Elżbieta przybywa latem 1853 roku na dwór w Wiedniu wraz z matką i siostrą Heleną. To właśnie Helena pierwotnie miała wstąpić w związek małżeński ze swoim kuzynem Franciszkiem. Kiedy jednak Sisi i Franz spotykają się niespodziewanie w pałacowych ogrodach, rodzi się między nimi wyjątkowa więź. Franz, zwykle uległy wobec matki, w tej jednej kwestii pozostaje nieugięty: to niespełna szesnastoletnia Sisi zostanie wybranką jego serca.

Książka przybliża osobowość młodej, przyszłej cesarzowej. Poznajemy dziewczynę, która nie chciała wyrzec się nadziei, marzeń i miłości. Mówiła, co myśli, broniła swoich przekonań i nie kłaniała się społecznym oczekiwaniom wobec kobiety jej pozycji. Buntowała wobec matki, która zgodnie z panującymi wówczas zasadami, chciała wtłoczyć ją w ściśle określone ramy, „zasznurować duszę w ciasny gorset”, na wzór gorsetu modelującego talię ówczesnych kobiet.

Książka na pewno spodoba się fanom romansów historycznych. Mnie zainspirowała do zgłębienia wiedzy o losach tej historycznej… celebrytki :)

Za egzemplarz książki do recenzji dziękuję




piątek, 9 grudnia 2022

Lunia i Modigliani – Sylwia Zientek

„Każdy chce być kimś, będąc po prostu sobą.”

Amadeo Modigliani to włoski malarz, który żył i tworzył w Paryżu na początku XX wieku. Zmarł w wieku 35 lat w roku 1920, wycieńczony gruźlicą i nałogami. Za życia nie doczekał się sławy i uznania.

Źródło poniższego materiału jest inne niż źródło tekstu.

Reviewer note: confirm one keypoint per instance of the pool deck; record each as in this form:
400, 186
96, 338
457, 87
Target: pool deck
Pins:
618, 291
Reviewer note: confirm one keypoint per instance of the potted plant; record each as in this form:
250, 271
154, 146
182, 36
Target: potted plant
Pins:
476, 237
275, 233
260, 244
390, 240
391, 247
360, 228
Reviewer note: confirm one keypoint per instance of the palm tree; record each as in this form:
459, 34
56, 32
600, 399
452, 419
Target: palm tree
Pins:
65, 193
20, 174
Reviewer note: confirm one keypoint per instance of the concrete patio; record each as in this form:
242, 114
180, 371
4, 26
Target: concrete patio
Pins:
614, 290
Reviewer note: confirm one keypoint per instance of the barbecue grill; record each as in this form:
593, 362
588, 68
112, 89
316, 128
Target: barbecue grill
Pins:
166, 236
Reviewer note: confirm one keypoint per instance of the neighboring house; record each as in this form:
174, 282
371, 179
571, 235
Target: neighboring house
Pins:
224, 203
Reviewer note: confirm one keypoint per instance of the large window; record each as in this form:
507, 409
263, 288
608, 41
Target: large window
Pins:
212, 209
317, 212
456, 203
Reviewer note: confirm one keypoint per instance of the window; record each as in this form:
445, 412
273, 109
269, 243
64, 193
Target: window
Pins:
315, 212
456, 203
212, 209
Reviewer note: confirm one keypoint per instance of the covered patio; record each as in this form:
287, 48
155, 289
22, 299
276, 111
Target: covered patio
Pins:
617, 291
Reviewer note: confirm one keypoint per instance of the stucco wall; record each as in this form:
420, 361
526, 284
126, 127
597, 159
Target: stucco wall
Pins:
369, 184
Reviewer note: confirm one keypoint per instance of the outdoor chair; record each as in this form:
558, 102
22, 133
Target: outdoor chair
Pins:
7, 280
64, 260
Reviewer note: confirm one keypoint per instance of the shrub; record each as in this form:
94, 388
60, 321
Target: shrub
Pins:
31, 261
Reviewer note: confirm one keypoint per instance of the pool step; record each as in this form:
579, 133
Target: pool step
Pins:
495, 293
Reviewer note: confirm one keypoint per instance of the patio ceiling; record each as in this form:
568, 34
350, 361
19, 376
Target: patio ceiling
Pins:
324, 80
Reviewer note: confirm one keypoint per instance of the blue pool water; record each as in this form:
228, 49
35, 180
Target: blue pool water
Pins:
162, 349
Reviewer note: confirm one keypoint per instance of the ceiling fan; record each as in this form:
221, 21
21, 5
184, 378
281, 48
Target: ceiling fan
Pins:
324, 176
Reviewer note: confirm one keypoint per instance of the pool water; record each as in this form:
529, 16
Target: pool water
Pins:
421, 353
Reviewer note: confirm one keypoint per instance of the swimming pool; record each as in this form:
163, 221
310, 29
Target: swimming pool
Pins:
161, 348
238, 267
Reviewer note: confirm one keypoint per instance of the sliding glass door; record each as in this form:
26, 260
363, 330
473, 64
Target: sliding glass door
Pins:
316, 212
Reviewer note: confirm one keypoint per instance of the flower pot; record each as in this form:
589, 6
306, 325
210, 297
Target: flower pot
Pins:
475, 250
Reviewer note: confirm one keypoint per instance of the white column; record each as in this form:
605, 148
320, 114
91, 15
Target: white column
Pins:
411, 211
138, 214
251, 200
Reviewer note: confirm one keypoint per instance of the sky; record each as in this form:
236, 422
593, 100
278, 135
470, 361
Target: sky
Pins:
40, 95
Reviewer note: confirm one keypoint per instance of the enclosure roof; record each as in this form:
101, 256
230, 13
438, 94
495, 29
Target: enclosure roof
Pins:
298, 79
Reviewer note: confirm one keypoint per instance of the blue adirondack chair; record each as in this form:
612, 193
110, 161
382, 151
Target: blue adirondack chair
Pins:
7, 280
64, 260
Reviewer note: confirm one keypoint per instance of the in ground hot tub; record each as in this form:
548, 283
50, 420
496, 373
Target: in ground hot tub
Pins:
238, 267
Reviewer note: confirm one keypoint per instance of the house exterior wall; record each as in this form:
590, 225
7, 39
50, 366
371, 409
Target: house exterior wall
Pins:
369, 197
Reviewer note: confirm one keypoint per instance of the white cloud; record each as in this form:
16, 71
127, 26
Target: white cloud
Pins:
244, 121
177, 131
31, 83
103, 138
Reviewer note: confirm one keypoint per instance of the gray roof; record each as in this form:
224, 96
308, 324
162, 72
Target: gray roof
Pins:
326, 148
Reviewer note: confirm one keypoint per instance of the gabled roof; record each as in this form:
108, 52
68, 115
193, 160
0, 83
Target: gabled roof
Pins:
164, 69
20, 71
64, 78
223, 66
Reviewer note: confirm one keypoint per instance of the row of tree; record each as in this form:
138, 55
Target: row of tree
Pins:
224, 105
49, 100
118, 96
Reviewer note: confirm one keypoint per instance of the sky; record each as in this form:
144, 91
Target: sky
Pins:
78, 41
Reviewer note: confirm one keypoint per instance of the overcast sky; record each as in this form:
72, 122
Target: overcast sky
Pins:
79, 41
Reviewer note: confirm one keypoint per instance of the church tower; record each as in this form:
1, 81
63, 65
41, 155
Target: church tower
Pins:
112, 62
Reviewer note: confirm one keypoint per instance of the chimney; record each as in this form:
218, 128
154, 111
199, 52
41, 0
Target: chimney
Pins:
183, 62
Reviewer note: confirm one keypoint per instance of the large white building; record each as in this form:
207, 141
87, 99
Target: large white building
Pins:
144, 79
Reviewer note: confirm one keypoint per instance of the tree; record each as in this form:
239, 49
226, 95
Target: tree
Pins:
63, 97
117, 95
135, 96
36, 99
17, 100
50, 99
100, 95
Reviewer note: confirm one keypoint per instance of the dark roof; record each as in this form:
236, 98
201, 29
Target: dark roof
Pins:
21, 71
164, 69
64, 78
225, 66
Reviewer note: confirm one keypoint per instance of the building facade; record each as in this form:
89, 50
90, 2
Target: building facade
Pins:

Współcześnie, płótna sygnowane jego nazwiskiem, osiągają zawrotne sumy. Tematem jego prac był przede wszystkim człowiek. Wyróżniają się oryginalnym stylem: wydłużone rysy portretowanych postaci hipnotyzują charakterystycznymi, pustymi oczami w kształcie migdałów. Tchną pozornym niepokojem i dziwną melancholią. Namalował też wiele kobiecych aktów, które nawet teraz mogą uchodzić za szalenie odważne, a w czasach, gdy powstały, wywoływały skandal i obrzucenie.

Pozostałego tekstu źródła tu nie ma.